Despite Churchill’s warning, today’s political class is in the hands of experts. It hides behind them when convenient and defers to them on measures to control the behaviour of the ‘plain man’. Facial recognition is already in service. There is an app to measure personal emissions and, central banks are considering digital currencies which can monitor everything we do. A Chinese-style social credit system seems just around the corner. Under this new socialist order, there is close collaboration between big government and big business. Profits now give way to environmental, social and governance criteria. Directors are accountable to different standards and must reflect gender ‘diversity’. Wealth generation increasingly depends on government patronage and central bank largesse. Careers are influenced by sexuality and race, who you know and how ‘PC’ you are. Today’s fastest growing job title is, ‘Chief Human Resources Officer’.

These measures impede innovation, entrepreneurship, and social mobility. Inevitably it’s the poor, trapped in learned victimhood and despair, who suffer most.

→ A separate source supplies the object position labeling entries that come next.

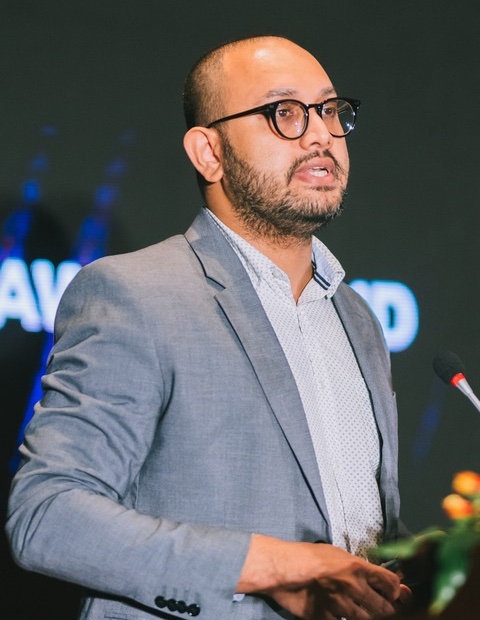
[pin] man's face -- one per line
(276, 186)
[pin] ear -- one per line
(203, 148)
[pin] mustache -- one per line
(339, 170)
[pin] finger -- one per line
(375, 605)
(384, 582)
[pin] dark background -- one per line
(88, 83)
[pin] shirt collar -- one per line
(327, 270)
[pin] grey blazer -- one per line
(171, 429)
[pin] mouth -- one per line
(319, 172)
(316, 171)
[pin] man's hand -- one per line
(318, 581)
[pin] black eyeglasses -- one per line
(290, 117)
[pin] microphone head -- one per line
(447, 365)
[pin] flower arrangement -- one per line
(452, 547)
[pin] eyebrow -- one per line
(290, 92)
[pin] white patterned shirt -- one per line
(331, 387)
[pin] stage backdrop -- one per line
(91, 163)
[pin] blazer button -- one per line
(181, 607)
(193, 610)
(160, 601)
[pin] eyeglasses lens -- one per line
(291, 118)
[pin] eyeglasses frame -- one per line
(269, 110)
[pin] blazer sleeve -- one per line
(104, 395)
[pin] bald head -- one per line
(210, 79)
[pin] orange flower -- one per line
(466, 483)
(457, 507)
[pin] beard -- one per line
(273, 211)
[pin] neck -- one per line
(291, 254)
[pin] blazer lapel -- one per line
(368, 346)
(243, 309)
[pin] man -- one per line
(214, 416)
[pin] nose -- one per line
(317, 133)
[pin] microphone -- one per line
(451, 370)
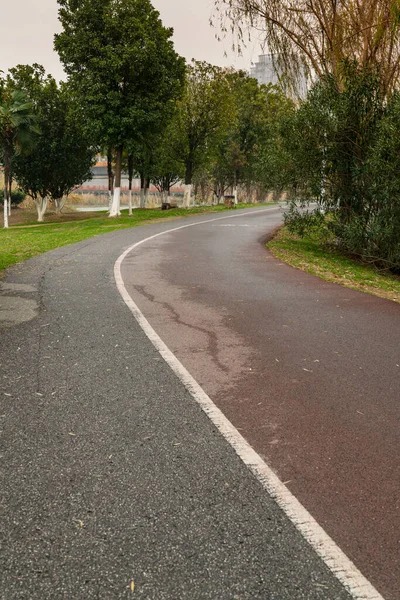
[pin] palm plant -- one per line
(18, 126)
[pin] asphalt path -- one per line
(308, 372)
(114, 484)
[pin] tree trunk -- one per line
(5, 210)
(115, 210)
(146, 190)
(187, 197)
(7, 172)
(235, 188)
(9, 192)
(188, 185)
(142, 189)
(59, 204)
(130, 175)
(110, 173)
(41, 207)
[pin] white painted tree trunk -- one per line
(5, 211)
(59, 204)
(115, 209)
(187, 195)
(41, 207)
(130, 203)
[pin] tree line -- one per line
(340, 146)
(130, 96)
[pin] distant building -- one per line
(266, 71)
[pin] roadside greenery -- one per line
(342, 152)
(310, 253)
(123, 69)
(22, 242)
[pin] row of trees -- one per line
(340, 146)
(130, 96)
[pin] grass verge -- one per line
(22, 242)
(308, 254)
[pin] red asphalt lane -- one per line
(308, 372)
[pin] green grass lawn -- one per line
(21, 242)
(309, 254)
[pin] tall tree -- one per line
(63, 154)
(18, 127)
(201, 118)
(319, 34)
(121, 60)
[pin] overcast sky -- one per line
(29, 26)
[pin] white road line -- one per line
(335, 559)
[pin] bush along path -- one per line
(309, 254)
(21, 243)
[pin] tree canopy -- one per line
(317, 35)
(122, 64)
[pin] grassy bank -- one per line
(21, 242)
(309, 254)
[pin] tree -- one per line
(342, 152)
(121, 61)
(201, 117)
(18, 128)
(251, 134)
(317, 35)
(63, 154)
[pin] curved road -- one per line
(308, 371)
(115, 485)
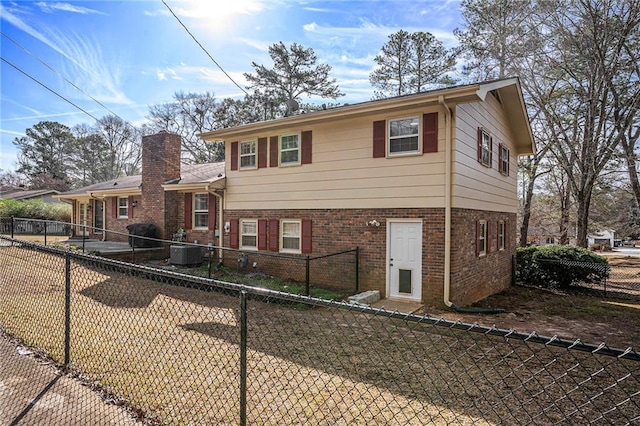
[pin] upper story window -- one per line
(248, 155)
(485, 147)
(201, 211)
(290, 236)
(404, 136)
(289, 150)
(249, 234)
(503, 162)
(482, 238)
(123, 207)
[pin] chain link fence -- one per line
(178, 349)
(611, 280)
(337, 271)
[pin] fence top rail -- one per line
(602, 349)
(182, 243)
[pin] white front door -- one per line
(404, 259)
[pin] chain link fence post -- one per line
(357, 270)
(67, 310)
(243, 358)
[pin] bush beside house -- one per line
(35, 209)
(558, 266)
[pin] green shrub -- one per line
(559, 266)
(35, 209)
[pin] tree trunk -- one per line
(632, 169)
(583, 199)
(526, 211)
(565, 204)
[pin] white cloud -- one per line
(66, 7)
(168, 73)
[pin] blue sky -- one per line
(128, 55)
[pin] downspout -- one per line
(220, 218)
(104, 215)
(447, 201)
(448, 129)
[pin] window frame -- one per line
(253, 154)
(485, 136)
(504, 159)
(200, 212)
(482, 238)
(242, 234)
(390, 138)
(281, 231)
(125, 207)
(298, 150)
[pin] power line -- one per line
(126, 123)
(203, 49)
(58, 73)
(47, 87)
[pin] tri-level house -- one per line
(424, 185)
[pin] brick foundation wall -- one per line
(472, 278)
(475, 277)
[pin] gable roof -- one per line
(121, 185)
(197, 176)
(27, 195)
(509, 91)
(192, 175)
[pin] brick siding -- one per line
(472, 278)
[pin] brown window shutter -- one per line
(262, 234)
(306, 236)
(234, 155)
(491, 152)
(188, 209)
(262, 153)
(506, 244)
(480, 144)
(487, 240)
(273, 151)
(306, 147)
(477, 238)
(274, 235)
(430, 132)
(379, 138)
(212, 212)
(233, 233)
(130, 206)
(508, 163)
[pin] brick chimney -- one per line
(160, 163)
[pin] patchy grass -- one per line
(255, 279)
(174, 352)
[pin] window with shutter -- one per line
(233, 233)
(430, 132)
(306, 147)
(234, 155)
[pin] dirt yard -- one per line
(590, 318)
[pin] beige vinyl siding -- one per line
(476, 186)
(343, 174)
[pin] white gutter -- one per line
(447, 201)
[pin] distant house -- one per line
(424, 184)
(604, 237)
(46, 195)
(168, 194)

But who will publicly champion our freedoms and heritage? When even the word ‘mother’ can cause offence and, being politically incorrect is career limiting and socially ostracising, it’s understandable that intellectual cowardice is everywhere. And advocates certainly won’t be found within big government or big business and least of all, given their ideological predispositions, within our schools, universities, or the media.

So, while Karl Marx’s deception, ‘From each according to his ability, to each according to his needs’, has been exposed, the enemies of individual liberty, equality, and free market capitalism, continue to hold ideological sway. It’s a sorry tale. These authoritarian elites maintain power through a ‘divide and rule’ strategy, rendering ‘national interest’ a meaningless term. Their assault on the legitimacy of our values and institutions also attracts the attention of unfriendly foreign parties eager to exploit divisions and sensing opportunities should a small nation, rich in natural resources, suffer societal collapse.

Australian governments ignore these threats. They concentrate on racism and pronouns and subsidise the world’s fastest per capita renewable energy roll-out. It may keep climate change critics at bay, but it is a futile gesture with serious economic and social consequences.

Clearly, neo-tribalism and superstition have overtaken national security. As Ayn Rand foretold, we are free to stumble blindly down any road we please, but not free to avoid the abyss we refuse to see. That abyss is rapidly approaching.